DallasAg 94 said:
I'm not correlating your post to mine.
Morton's... I read your previous post on it. Morton's isn't really a good example. That lebmvel dining... sure... Covid has caused a problem. I posted how it caused a similar, but lower-end place like that at City-Line in DFW to eliminate their Lunch offering and it was at a cost of about $500k in revenue.
Inn-N-Out is another outlier. They've always paid more... $15/hr for years. Well run. Well staffedIgrew up in Del Taco and Green Burrito... Del Taco failed in Texas. There was one they opened about a decade ago and the food was just garbage. INO seems to be doing well.
Cane's 6 piece meal is now $16 with fries and a drink. Quality has dropped as prices have doubled.
Our favorite Sushi place for the past 7 years was so terrible and expensive last week that my kids deemed it off the list. One didn't eat and refused to try anything else.
Covid has had a terrible impact... but my point was... restaurants will no longer be able to afford a sit-down lunch in California. It is difficult in Texas, currently. Any additional turmoil (pay increase) will start to see it go away, here, IMO.

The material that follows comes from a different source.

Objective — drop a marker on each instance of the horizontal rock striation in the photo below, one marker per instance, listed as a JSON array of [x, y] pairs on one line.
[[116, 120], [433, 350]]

Fast food will just increase cost. For dining, there is a limit what people will pay relative to drive through. I could be wrong.

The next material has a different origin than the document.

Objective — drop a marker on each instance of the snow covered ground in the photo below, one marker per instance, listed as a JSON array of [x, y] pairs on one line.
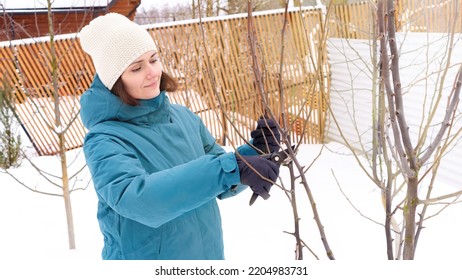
[[34, 245]]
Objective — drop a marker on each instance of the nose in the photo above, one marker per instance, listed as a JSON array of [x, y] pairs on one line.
[[151, 71]]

My point is that the restaurants are dead anyway because of how California handled Covid.
The increased wages make it even worse.
The customer have moved down market.
Gordon Biersch as one example had been a fixture in Burbank for 25 years - now it's gone.
Meanwhile, Raising Cane's just opened a year or two ago and they literally had to re-route traffic because it is so popular.
The McDonalds on Olive Avenue used to be a place only HS kids went.
With the cost of living so high now, McDonalds is more popular than ever and it's only two blocks from Raising Cane's.
People don't have the disposable income they used to have in California.